If you're interested you might chance upon my used copy re-released into the wilds of secondhand books, or you can check out the author's site for it with sample material at http://yourwellreadlife.com/

The good news? It is indeed little.

I felt like I had come to the place he was at in terms of how to set up a personal resources list of ideas for reading and in keeping books I'm meaning to read and books to treasure. Only he placed a lot more value on having around a great deal of volumes in the home and I don't think that advice is great for everyone all of the time. My natural inclination is to insulate my walls 5 rows deep with books. but I've been working hard for years to unbury myself. I think I've moved more material to the recorded book lists in order to let go. I have the trust that I can look it up again somewhere.

 Also, he's really intent on releasing you from the desire to finish books you're not the most crazy about, but I can think of two instances in my recent experience where I was so glad I had stuck through to the end, and it was worth even those times I'd read through and still been disappointed in other works to find those two works satisfying. In fact, one of them is a book he names: Crime and Punishment. He says he found the book more crime than punishment. Well, I had been reading that book and it depressed me almost the entire time as the murderer becomes more and more blatant in his crime as he realizes no one suspects him, but oh! Oh, how the last few leaves of the book are good and redeeming and worth every bit of  all the rest. I am sad for this author for not having finished it!

The other case for me came in my sci-fi library. One of my favorite novellas, Cascade Point, where I discovered how much I love Timothy Zahn came as a double book, where the paperback flipped over to another author. In this case Greg Bear's Hardfought. I had the book for almost two decades. Every few years I would reread cascade point and enjoy it all over again, and then I'd give Bear's book another shot and my eyes would glaze over. It was too alien, too oddly formed. I couldn't digest it.

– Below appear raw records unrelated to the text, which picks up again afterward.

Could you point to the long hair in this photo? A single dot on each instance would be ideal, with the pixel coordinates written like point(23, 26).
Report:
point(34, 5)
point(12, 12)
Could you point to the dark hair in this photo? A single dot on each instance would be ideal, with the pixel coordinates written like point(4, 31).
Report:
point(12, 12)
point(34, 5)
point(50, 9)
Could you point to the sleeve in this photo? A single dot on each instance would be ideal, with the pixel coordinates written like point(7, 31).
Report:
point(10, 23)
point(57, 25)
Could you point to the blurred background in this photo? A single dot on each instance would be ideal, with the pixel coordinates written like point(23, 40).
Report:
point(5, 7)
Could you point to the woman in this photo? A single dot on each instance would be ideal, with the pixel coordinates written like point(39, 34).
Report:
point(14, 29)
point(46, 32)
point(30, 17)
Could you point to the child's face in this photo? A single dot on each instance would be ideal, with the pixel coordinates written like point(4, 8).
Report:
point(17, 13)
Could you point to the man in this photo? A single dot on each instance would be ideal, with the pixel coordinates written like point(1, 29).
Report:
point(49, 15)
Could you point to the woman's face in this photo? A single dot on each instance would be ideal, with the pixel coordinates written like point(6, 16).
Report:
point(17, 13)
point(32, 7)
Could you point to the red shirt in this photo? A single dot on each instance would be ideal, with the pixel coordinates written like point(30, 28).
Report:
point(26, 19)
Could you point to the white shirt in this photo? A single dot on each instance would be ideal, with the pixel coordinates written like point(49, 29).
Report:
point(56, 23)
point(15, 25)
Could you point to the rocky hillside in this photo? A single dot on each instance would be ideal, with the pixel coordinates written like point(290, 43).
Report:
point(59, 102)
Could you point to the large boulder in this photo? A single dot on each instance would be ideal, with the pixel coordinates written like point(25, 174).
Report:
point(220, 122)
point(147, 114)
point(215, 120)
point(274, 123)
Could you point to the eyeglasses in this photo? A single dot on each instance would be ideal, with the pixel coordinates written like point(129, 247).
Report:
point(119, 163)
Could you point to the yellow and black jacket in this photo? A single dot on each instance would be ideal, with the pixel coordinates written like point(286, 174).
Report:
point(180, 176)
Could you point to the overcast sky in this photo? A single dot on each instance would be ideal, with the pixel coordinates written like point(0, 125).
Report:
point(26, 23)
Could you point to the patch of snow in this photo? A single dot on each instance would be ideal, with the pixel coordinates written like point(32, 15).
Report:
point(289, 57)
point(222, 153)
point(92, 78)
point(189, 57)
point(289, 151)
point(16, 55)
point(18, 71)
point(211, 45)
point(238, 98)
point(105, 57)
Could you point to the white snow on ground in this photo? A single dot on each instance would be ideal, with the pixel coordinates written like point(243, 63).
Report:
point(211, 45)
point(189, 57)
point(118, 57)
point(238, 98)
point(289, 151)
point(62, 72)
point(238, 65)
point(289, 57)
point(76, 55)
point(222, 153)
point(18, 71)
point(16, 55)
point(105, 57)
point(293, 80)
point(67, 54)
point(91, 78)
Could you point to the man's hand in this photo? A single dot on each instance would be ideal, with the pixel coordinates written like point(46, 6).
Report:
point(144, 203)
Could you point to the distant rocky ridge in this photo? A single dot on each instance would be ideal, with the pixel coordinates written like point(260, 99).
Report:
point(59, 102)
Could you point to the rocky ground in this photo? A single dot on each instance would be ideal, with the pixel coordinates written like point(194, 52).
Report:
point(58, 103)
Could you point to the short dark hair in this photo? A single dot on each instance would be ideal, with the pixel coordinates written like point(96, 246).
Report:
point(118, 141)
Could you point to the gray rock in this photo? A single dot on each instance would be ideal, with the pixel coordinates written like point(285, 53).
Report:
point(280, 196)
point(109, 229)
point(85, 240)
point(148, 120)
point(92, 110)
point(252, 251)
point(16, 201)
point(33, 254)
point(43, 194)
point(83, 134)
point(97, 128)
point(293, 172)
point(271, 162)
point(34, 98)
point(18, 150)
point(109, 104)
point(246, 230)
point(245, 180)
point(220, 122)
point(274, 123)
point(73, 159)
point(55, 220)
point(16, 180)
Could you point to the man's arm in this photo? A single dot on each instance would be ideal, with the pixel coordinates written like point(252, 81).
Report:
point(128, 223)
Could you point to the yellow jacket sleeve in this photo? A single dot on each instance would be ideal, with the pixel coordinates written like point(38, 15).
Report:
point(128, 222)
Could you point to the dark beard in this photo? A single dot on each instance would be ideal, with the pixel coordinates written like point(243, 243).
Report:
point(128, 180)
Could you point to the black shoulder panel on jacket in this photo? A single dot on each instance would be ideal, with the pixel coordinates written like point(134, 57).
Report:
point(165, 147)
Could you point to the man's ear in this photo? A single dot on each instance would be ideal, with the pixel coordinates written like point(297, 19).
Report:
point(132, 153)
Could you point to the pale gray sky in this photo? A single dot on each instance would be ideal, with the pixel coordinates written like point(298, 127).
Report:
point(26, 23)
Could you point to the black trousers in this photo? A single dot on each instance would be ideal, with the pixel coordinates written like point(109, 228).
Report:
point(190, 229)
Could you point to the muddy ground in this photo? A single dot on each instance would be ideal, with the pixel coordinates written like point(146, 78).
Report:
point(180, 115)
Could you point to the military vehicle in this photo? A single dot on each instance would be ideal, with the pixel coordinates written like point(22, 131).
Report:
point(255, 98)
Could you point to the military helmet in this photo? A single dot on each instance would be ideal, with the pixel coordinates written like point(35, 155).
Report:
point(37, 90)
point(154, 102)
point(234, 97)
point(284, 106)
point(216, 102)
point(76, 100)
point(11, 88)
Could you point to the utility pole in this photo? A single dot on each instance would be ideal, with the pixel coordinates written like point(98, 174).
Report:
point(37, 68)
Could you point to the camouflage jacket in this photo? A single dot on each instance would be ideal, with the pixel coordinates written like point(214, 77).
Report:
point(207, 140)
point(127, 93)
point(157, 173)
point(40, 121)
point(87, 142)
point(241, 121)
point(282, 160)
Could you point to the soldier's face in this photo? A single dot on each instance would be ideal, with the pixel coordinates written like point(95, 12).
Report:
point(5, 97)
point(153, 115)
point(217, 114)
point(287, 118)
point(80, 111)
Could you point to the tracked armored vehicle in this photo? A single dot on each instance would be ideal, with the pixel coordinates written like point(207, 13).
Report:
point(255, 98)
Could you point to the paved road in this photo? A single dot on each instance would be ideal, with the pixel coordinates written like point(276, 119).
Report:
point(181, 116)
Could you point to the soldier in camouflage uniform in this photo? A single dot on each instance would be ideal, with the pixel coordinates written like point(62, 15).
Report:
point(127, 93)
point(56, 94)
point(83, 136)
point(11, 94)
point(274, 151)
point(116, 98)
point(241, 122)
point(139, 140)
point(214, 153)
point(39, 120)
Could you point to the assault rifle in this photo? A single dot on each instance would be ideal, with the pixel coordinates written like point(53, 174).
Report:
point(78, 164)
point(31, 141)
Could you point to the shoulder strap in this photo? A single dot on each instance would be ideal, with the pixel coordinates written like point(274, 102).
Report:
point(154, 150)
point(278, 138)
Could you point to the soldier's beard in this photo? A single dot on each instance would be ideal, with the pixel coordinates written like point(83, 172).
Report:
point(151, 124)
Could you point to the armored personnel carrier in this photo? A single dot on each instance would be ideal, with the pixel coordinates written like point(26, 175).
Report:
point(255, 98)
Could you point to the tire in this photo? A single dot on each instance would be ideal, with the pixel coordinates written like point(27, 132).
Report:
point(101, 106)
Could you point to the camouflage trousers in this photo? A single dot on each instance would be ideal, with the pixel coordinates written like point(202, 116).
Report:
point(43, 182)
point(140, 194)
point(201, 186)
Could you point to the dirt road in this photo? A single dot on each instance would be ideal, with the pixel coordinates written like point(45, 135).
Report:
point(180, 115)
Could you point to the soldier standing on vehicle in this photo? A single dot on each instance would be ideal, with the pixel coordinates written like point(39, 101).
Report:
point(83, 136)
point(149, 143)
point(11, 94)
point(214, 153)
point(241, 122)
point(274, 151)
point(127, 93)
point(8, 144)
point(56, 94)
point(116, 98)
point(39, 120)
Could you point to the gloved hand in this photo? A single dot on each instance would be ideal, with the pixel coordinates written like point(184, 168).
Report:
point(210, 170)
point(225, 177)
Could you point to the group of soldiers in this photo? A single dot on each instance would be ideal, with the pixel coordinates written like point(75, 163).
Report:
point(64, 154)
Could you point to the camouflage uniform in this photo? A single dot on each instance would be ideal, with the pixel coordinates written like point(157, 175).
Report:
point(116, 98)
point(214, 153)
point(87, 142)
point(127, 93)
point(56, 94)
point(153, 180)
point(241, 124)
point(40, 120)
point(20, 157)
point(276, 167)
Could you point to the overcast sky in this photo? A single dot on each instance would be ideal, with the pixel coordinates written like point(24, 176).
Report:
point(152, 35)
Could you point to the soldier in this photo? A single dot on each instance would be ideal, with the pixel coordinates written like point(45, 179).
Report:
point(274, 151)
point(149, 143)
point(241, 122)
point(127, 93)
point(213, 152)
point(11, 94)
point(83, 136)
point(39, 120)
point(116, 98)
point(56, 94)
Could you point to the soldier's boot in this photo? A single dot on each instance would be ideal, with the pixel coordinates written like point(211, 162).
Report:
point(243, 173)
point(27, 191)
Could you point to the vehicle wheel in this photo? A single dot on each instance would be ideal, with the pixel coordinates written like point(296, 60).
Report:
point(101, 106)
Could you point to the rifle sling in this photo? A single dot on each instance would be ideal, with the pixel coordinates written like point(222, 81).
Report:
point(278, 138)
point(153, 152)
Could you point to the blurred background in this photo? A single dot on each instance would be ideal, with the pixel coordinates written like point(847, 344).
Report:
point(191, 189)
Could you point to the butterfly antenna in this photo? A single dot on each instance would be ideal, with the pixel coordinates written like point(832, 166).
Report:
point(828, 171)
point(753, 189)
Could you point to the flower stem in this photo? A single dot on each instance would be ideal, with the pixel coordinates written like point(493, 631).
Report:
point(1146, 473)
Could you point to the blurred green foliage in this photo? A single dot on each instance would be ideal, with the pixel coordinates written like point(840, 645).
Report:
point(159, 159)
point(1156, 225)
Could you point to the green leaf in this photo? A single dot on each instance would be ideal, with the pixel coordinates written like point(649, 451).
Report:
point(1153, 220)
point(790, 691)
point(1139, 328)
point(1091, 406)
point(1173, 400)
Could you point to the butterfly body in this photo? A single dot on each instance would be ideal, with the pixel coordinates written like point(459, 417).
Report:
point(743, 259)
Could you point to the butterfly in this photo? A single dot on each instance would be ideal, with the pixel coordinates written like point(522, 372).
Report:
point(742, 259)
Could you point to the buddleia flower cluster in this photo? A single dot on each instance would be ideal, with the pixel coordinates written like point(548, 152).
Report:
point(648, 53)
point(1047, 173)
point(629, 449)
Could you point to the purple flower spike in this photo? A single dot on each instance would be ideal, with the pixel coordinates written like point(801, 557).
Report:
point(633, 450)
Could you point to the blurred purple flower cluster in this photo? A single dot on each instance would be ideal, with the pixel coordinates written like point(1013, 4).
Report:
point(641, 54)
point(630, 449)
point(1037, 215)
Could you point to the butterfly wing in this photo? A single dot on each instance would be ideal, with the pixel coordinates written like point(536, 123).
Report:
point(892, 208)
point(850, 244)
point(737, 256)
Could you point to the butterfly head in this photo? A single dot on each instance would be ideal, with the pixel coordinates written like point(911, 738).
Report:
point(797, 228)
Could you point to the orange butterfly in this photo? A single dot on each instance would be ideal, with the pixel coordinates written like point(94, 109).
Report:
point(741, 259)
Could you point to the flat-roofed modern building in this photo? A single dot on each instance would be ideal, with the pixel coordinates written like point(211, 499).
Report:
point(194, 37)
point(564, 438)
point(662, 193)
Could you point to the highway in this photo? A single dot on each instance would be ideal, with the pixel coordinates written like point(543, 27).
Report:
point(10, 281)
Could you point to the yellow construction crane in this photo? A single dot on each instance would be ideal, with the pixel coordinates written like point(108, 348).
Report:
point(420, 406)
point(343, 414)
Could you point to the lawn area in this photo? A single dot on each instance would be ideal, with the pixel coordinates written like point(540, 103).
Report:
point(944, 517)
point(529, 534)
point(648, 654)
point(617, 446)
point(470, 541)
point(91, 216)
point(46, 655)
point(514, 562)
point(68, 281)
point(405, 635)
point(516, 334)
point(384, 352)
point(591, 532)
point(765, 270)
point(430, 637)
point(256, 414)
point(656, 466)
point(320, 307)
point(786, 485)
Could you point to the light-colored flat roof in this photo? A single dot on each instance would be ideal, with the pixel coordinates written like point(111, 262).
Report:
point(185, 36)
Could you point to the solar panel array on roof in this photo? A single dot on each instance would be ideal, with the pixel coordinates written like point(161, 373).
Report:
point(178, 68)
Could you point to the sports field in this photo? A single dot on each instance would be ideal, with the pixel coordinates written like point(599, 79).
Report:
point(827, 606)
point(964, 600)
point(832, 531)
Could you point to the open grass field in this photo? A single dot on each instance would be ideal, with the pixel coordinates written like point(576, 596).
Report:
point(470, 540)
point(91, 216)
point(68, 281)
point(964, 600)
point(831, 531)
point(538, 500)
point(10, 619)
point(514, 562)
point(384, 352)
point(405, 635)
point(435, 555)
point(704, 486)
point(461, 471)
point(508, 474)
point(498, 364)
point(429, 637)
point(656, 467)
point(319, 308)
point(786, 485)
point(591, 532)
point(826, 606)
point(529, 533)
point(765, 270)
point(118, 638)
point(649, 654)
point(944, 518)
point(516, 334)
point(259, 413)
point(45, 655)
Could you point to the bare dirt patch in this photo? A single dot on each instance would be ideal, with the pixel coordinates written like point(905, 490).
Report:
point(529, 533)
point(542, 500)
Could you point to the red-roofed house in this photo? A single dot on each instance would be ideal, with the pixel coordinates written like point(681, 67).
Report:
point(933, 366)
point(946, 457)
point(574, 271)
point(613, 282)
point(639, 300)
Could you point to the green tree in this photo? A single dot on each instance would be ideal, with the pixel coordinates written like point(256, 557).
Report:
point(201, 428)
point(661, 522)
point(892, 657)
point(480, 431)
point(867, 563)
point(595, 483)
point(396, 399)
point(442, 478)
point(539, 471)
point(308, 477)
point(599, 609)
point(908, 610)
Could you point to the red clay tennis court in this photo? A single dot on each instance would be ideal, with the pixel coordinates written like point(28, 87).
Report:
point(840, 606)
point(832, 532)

Eventually I stopped trying until I mentioned it to a friend. He surprised me by suggesting I keep trying. Then last year something happened and I was able to enter the story through its difficult to open airlock and all of a sudden I got it. It wasn't the best story I ever read but it was good meat for the mind, about wars of innumerable ages fought far from any soils by persons who were engineered to live in space in many iterations of themselves and seemingly repeat their fates without end to the iterations, sent into battles that were their reason for existence which took their whole lives or generations longer to even arrive on the scene of fought against beings that didn't have any easily comparable physiology to their enemies, and who could not conceive of communicating.

Once I finally accessed the story and digested it, I realized that I was able to part with the copy. I had other copies containing Cascade Point, but all these years I had been holding on to that one because when the student was ready, the book would be there.

Few people I know are holding on to a sci-fi novella they find difficult to read though, and that's another bit of advice that Well Read Life metes out from the beginning. Your to-read list is yours alone. Don't let other tastes or heavy handed best books lists persuade you away from what you want to gnaw on in literature and non-fiction. Don't even be hemmed in by your own lists- let them change and grow and lose lines. Create multiple topics or styles to read from, read narrowly and broadly, read at your own pace, give audio books a chance, but the best advice of all, read purposefully, not just waiting for it to happen.